Data on BC management trends in the region were very scarce and far from representative of current practice. In the 2018 QNCR, 319 (89%) of the total cases were reported with treatment information. Among them, the top five treatment modalities were Chemotherapy/Surgery (23.20%); Surgery (19.12%); Chemotherapy/Radiation Therapy/Surgery (15.67%); Chemotherapy/Hormonal Therapy/Radiation Therapy/Surgery (12.23%); and Hormonal Therapy/Radiation Therapy/Surgery (8.78%) [31], while data from the KCCC reported the treatment type for 359 patients with TNBC between 1999 and 2009 [48]. Recently, KCCC reported the type of treatment among Kuwaiti and non-Kuwaiti for the year 2017, where 82.3% of Kuwaiti nationals had surgery; 60.8% had chemotherapy; 65.8% had radiotherapy; and 74.0% had hormonal-based treatment. On the other hand, 77.6% of non-Kuwaitis had surgery, 70.5% had chemotherapy; 65.9% had radiotherapy; and 67.5% had hormonal-based treatment [5].

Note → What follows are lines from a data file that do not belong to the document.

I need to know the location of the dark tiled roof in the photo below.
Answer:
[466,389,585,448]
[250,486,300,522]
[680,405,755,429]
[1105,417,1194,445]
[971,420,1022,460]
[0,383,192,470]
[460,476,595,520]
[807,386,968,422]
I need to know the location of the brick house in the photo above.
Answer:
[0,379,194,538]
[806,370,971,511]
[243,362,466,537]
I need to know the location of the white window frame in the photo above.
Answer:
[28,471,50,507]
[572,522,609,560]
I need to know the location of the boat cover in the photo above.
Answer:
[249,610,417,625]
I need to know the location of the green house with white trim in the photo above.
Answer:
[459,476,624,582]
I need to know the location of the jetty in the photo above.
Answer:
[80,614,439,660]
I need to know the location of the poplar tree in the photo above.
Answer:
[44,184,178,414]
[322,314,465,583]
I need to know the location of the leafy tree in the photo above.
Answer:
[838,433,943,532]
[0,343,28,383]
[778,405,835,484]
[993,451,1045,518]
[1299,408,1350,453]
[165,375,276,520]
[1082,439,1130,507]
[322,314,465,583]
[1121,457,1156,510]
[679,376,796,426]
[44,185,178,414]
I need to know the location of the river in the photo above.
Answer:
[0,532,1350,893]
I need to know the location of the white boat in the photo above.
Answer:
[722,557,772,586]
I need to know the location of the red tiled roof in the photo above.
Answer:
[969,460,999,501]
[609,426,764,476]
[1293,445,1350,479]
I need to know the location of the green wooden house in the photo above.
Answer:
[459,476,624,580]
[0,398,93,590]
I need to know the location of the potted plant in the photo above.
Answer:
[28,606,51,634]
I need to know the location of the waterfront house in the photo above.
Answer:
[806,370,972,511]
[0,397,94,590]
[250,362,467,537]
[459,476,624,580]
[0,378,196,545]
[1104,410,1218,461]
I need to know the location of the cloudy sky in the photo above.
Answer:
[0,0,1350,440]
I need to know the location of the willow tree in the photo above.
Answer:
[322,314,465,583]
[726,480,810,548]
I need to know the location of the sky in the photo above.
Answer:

The TRIPOLI study possibly provides a more valid description of current treatment strategies as it reports on more recent data collected between 2017 and 2019; it describes that out of the 387 TNBC cases from Oman, Kuwait, and Qatar, among other Arab countries, with non-metastatic disease who started treatment during that period, 217 patients (56.1%) had upfront surgery and 170 patients (43.9%) started with neoadjuvant chemotherapy [34].

5.2. Outcomes

Data on outcomes from the GCC were also scarce. Besides data from the GLOBOCAN database [49], only the UAE’s and Bahrain’s national registries [29][32] reported BC deaths. Looking at original papers published from the five countries between 2011 and 2021, most analyzed datasets were of patients diagnosed before 2000 and up to the year 2012 [3][15][48][50][51][52][53][54][55], and one meta-analysis looking at survival rates in patients with BC from the Eastern Mediterranean region included data within the same timeframe [56]. Only a couple papers reported outcome data up to year 2015 [57][58] with the absence of any outcome data from the region thereafter.